Blood is the strength of the Pride.
—Wisdom of the Conservers
The sun was high as Pouncer pulled his tuskvor to a halt and surveyed the ground. Mrrsel Pride’s den was farther into the canyon lands than Ztrak Pride’s, at the far end of a steep walled box canyon, a natural fortification. There would be watchers high on the red cliffs on either side of the canyon entrance. He raised his binoptics and scanned for them but saw nothing. They were well concealed. Best then to leave the tuskvor here and advance openly on foot until he was challenged. Mrrsel Pride were his mother’s kin. He had kills in battle, and he was First-Son-of-Meerz-Rrit. He could claim his place here, and a name. He needed to do that before he could take on the Tzaatz. The czrav prides were a tremendous resource, fanatic fighters, and with their high proportion of natural telepaths, able to communicate and organize beneath the notice of the rest of the Patriarchy, bound as they were to the limitations of the electromagnetic spectrum. More importantly the Telepath War aligned their interests with his. Kchula-Tzaatz himself had shown him how to take the Citadel. Surprise from within, and a small, elite force coming over the wall under the rules
of skalazaal. The czrav would form the elite force, if he could convince them to follow him, and there would still be some in the Citadel who remembered their fealty pledge to the Rrit.

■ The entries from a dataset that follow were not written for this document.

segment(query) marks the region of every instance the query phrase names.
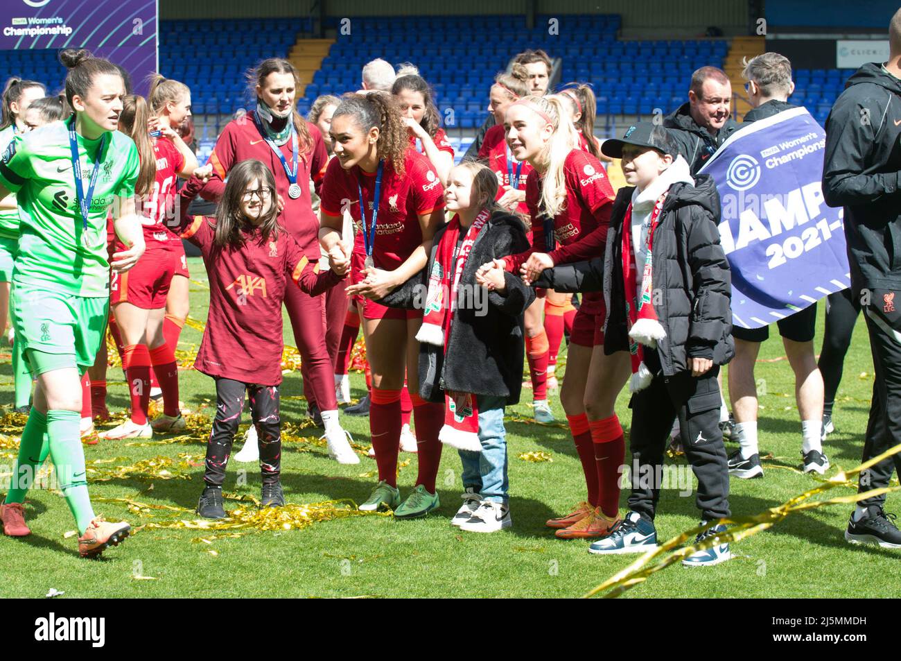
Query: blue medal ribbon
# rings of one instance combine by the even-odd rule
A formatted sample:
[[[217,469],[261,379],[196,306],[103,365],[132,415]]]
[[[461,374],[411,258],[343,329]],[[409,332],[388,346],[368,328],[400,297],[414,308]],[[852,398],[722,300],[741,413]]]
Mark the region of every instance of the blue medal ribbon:
[[[376,189],[373,192],[372,199],[372,226],[366,221],[366,204],[363,201],[363,187],[357,179],[357,191],[359,193],[359,219],[363,222],[363,244],[366,247],[366,256],[372,257],[372,248],[376,244],[376,223],[378,219],[378,203],[381,201],[382,192],[382,170],[385,161],[378,161],[378,170],[376,172]]]
[[[520,161],[516,163],[516,177],[513,176],[513,167],[511,162],[513,161],[513,152],[510,151],[510,145],[505,145],[507,150],[507,181],[510,182],[511,188],[519,188],[519,178],[523,173],[523,161]]]
[[[100,164],[103,162],[104,151],[106,147],[106,138],[108,133],[105,133],[100,139],[97,147],[97,154],[94,159],[94,169],[91,170],[91,180],[87,184],[87,195],[81,182],[81,159],[78,158],[78,138],[75,133],[75,115],[68,124],[68,147],[72,152],[72,173],[75,175],[75,194],[78,200],[78,208],[81,210],[81,228],[86,233],[86,240],[87,217],[91,211],[91,201],[94,199],[94,187],[97,183],[97,175],[100,174]]]
[[[288,122],[291,122],[291,149],[294,151],[294,155],[291,157],[291,167],[287,167],[287,161],[285,158],[285,154],[282,153],[281,150],[272,142],[272,139],[266,133],[266,129],[263,127],[262,123],[259,120],[259,116],[254,113],[253,114],[254,124],[257,124],[257,130],[259,131],[260,137],[266,141],[266,143],[269,145],[276,156],[282,163],[282,168],[285,169],[285,176],[287,177],[288,184],[294,186],[297,183],[297,131],[294,126],[294,122],[288,117]]]

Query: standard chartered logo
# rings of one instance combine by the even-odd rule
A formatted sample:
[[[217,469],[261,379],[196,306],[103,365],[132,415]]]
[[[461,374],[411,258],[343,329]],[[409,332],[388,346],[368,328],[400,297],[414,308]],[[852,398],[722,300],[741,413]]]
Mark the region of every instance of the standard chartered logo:
[[[726,170],[726,183],[733,190],[747,190],[760,179],[760,166],[753,156],[741,154],[733,159]]]

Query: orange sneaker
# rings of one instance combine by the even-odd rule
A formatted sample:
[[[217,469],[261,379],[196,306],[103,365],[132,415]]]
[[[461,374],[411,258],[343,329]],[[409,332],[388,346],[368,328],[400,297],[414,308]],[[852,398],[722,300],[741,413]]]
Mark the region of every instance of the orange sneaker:
[[[560,539],[592,539],[603,537],[619,523],[619,515],[614,518],[605,516],[601,509],[596,508],[569,528],[558,530],[555,535]]]
[[[104,549],[119,546],[131,530],[132,527],[124,521],[110,523],[103,517],[95,517],[85,534],[78,537],[78,555],[82,557],[99,555]]]
[[[593,509],[591,505],[583,501],[576,506],[576,511],[572,514],[567,514],[565,517],[558,517],[557,519],[550,519],[544,525],[554,528],[569,528],[576,521],[587,516]]]
[[[25,525],[25,510],[22,504],[11,502],[9,505],[0,505],[0,520],[3,521],[4,535],[11,537],[23,537],[32,531]]]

He put his weight on the harness bar to move the tuskvor’s head down and waited while the beast slowly yielded to the pressure. Once it was all the way down he tied it off so the beast couldn’t wander away, and then dismounted.
He’d expected to be challenged at the canyon entrance, but he wasn’t. He moved confidently, but kept his eyes open. It was possible he’d come to the wrong canyon, although Kr-Pathfinder’s instructions had been quite clear. There was only one way to find out.
His tail was already twitching with concern by the time he reached the den mouth unchallenged. There were no harnessed tuskvor, either outside the canyon or inside it, though their spoor was everywhere. It was possible they had moved, but why? He stood at the empty den mouth and waited for his eyes to adjust to the dimmer light. The charcoal of the pride circle fire was there; this was not the wrong canyon.
“I am First-Son-of-Meerz-Rrit, son of M’ress of Mrrsel Pride!” His call echoed from the distant cavern walls. He listened for a response, ears swiveled up and forward, but none came. “I come to your circle with news from Ztrak Pride.” Again there was no answer.
He knelt to look for spoor. Marks in the sandy floor of the cavern, where something heavy had been dragged, many somethings. Cautiously he followed them. The footmarks of kzinti, impressions of prrstet pads around the pride circle. Other footmarks, something small and four legged with three clawed toes per foot. Deeper in the cavern was tiled with stone slabs, and the easy spoor vanished. A smear on the stones. He sniffed it. Kzinti blood. The direction of the smear aligned with the drag marks. A bleeding body had been dragged from the den. He found more bloody drag marks. Many bodies. With mounting alarm he turned and continued deeper into the cavern. At the entrance to a side passage a flow sculpture of ancient stone was cut in half on an angle, the bottom still standing on its base, the top on the floor beside it. He examined the almost mirror-smooth cut. A variable sword, but the czrav don’t use variable swords. At least, Ztrak Pride didn’t, but they used hunt cloaks and other technological impedimenta. They could make variable swords if they wanted to, and perhaps Mrrsel Pride did.